Preheat the broiler and line a baking sheet with foil.

Halve the tomatillos and place them cut-side down on the foil. Broil until softened and lightly charred in spots, 3 to 4 minutes. Flip and broil again until golden brown but not black (the tomatillos should be tender but not mushy), 2 to 3 minutes more. Transfer to a cutting board, cool slightly, then chop the tomatillos coarsely.

While the tomatillos are broiling, stand the ear of corn in a bowl with a flat bottom and slice the kernels off right into the bowl. Grate the cheese on top of the corn.

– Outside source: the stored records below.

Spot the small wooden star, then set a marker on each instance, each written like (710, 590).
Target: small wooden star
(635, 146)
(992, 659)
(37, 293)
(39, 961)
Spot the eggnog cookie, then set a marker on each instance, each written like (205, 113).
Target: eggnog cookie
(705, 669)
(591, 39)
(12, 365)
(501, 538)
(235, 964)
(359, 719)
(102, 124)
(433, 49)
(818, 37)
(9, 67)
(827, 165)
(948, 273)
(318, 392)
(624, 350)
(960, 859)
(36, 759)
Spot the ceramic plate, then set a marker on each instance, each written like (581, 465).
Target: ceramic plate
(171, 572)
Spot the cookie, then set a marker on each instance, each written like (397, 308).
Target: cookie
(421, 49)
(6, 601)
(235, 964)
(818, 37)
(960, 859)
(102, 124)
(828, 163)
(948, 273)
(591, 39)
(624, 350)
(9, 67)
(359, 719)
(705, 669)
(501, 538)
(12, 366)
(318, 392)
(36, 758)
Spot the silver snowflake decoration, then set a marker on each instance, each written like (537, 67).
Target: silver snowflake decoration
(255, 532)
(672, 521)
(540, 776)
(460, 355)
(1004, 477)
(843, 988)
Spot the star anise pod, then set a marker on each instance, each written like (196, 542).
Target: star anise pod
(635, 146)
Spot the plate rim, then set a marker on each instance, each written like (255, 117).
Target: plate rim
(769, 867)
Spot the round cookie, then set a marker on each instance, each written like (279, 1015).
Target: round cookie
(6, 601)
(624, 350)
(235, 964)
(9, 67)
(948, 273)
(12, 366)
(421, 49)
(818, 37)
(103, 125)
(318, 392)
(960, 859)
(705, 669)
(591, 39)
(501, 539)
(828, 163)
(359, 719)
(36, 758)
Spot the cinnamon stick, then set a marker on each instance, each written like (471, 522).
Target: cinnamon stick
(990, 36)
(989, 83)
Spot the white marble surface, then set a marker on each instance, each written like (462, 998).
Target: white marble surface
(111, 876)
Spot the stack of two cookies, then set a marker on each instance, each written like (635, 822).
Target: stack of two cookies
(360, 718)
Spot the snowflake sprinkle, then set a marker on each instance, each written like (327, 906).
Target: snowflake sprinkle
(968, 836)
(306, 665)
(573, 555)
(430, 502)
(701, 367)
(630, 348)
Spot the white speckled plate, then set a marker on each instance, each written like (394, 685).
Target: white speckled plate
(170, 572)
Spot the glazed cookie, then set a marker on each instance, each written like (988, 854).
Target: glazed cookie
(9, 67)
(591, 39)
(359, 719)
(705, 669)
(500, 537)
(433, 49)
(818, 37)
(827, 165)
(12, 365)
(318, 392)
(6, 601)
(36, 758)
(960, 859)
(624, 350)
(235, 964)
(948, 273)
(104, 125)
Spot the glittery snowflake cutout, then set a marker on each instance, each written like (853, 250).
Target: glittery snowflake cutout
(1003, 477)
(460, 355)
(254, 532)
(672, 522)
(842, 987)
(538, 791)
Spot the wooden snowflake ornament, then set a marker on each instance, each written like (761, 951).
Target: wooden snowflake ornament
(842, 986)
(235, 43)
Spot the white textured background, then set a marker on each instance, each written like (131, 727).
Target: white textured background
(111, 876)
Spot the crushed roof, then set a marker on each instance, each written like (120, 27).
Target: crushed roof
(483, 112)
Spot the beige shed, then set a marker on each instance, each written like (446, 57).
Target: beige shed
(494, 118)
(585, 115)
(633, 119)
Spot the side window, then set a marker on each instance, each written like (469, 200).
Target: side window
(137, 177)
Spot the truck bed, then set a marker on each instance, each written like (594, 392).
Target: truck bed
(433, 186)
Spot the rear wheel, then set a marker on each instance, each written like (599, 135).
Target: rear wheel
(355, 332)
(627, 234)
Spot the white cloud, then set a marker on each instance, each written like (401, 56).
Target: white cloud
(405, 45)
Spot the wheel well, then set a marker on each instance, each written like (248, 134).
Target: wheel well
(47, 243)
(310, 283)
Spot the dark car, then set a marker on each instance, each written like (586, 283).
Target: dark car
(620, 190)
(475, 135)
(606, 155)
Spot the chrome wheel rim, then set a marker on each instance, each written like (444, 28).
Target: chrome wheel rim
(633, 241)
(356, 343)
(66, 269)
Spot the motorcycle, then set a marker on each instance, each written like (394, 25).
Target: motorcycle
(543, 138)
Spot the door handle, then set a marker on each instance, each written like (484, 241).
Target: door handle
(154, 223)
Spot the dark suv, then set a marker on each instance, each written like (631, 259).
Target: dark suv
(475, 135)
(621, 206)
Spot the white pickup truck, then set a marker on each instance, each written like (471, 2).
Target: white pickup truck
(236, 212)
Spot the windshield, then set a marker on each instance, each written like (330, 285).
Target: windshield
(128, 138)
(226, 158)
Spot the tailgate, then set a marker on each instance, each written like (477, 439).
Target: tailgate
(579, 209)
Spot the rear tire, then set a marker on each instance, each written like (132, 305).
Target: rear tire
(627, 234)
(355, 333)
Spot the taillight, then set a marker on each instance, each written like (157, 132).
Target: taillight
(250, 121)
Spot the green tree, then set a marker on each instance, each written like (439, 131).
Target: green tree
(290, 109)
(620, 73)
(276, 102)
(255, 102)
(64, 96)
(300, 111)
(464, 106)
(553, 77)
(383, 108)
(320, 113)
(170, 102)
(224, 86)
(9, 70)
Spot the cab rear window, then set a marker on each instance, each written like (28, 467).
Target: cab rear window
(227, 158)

Add the chopped tomatillos and a big pinch of salt, and then toss to combine.

Heat the oil in a 10-inch, high-sided skillet over medium heat until a deep-fry thermometer inserted in the oil registers 340 degrees F.

Have a little bowl of cool water on hand. Lay the empanada wrappers on a cutting board. Place 2 heaping tablespoons of the tomatillo filling in a short strip in the center of one wrapper. Then brush a little water on the bottom edge of the wrapper and fold the top half over, creating a half-moon shape. Press to seal with your fingers, and then crimp the edges with a fork. Repeat with the remaining filling and wrappers.

Fry the empanadas, 5 at a time, until golden brown, 5 to 6 minutes. Flip and fry until deep golden brown, another 2 to 3 minutes. Drain on a rack and serve immediately.